Gagosian has taken on the global representation of Derrick Adams, one of today’s most beloved artists. Adams will have his first show with Gagosian at the gallery’s location in Beverly Hills, California, in September.
Adams, who works in mediums such as painting, sculpture, collage, performance, video, and public art, is best known for his canvases depicting scenes of Black joy, leisure, and beauty, all done in a distinctive style in which his subjects’ faces are formed via angular and geometric shapes.
His series include “Floaters” (featuring people having fun in a pool), “Style Variations” (depicting Black mannequin busts that are given distinctive hairstyles), and his most recent body of work, “Motion Picture Paintings” (densely populated scenes that collapse multiple shots from movies made in the artist’s imagination).
“I’m particularly interested in the way that Derrick approaches representations of Black life, thinking about it in relationship to the culture in a way that is expansive,” Antwaun Sargent, a director at Gagosian, told ARTnews in an interview. “In a Derrick Adams painting, you have any number of references to Black history, Black contemporary life, mundane Black life, but also things like cinema, fashion, and other artists. There’s this real sense of joy. In Derrick’s hands, that’s something that is particularly fresh and original in the way that he explores these different ideas and concepts surrounding Black life.”
Adams’s upcoming Gagosian exhibition, his first solo in Los Angeles since 2017, will present new work that “continues the themes of beauty, joy, and Black history and celebration that Derrick has become known for—all the things that have become signature Derrick Adams,” Sargent said.

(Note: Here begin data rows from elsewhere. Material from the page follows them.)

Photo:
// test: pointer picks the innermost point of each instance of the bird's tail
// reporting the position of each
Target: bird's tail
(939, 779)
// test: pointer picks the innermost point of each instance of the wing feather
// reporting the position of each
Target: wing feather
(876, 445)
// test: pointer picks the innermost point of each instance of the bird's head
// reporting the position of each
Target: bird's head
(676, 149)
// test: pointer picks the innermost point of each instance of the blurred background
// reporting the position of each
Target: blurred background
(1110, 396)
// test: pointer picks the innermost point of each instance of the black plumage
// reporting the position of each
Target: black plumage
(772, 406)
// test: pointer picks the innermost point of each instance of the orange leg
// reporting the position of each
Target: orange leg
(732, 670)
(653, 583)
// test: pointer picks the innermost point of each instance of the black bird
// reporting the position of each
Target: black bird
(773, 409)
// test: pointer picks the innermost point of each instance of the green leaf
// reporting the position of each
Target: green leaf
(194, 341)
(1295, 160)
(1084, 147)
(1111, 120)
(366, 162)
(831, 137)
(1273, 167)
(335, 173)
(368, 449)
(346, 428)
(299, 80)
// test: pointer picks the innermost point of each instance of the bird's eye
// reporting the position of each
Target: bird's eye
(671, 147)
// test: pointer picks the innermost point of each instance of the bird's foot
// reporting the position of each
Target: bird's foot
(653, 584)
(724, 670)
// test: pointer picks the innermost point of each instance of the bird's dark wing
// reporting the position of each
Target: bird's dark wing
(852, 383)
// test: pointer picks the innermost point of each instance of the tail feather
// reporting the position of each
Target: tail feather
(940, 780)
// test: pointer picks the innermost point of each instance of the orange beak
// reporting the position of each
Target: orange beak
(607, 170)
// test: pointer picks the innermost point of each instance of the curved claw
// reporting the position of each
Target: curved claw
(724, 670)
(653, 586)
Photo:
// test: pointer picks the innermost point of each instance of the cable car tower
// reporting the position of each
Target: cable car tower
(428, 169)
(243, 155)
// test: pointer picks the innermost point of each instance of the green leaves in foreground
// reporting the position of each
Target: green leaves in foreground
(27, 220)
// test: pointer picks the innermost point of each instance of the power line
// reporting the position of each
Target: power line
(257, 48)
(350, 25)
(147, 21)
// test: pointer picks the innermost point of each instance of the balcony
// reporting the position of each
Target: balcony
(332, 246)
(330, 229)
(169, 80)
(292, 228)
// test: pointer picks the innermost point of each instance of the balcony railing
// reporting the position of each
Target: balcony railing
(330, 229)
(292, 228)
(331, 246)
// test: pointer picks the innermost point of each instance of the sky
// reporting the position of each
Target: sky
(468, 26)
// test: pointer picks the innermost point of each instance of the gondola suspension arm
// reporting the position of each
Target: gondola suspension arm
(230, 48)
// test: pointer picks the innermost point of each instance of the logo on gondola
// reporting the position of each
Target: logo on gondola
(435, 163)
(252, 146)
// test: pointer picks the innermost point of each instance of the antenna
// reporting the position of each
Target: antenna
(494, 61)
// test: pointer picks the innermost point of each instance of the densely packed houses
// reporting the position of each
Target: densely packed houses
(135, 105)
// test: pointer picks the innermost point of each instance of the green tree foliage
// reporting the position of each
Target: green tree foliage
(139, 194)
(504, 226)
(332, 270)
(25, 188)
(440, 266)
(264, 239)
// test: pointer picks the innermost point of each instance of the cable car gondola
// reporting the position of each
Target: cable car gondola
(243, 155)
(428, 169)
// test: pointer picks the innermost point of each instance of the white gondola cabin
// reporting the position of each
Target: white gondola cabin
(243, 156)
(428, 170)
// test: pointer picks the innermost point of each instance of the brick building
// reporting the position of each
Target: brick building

Adams is currently the subject of a solo show at the Flag Art Foundation in New York, and he has a major public installation, The City Is My Refuge, on view at Penn Station until June. He recently had surveys at the Cleveland Museum of Art and the Hudson River Museum, as well as a site-specific installation at the Museum of Modern Art in New York and a 93-foot-mural commissioned by Milwaukee Art Museum.
He is currently at work on a major installation that will be included in the forthcoming exhibition “Beyond Granite” that will go on view on the National Mall in Washington, DC, this summer, as well as a piece that will be displayed by Art on theMART in Chicago in April. His work is held in the collections of major art institutions, including the Baltimore Museum of Art, the Metropolitan Museum of Art, the Virginia Museum of Fine Arts, the Whitney Museum, and the Studio Museum in Harlem, which awarded him its Joyce Alexander Wein Artist Prize in 2016.
Speaking on Adams’s seeming omnipresence in museums and public spaces, Sargent said, “Those are the types of artists we represent,” adding that his addition to Gagosian’s roster is “a natural fit.”
Beyond his exhibitions in galleries and museums, Adams also recently established the Last Resort Artist Retreat in his native Baltimore as well as an archive project called the Black Baltimore Digital Database, which is collecting the stories of cultural contributions by historical and contemporary Black Baltimoreans.
Sargent added, “Derrick has always been someone that’s been engaged in the art community, and I am excited for him join the gallery because his mission and his vision is something that we don’t shy away from and that we want to encourage and enhance as a gallery artist.”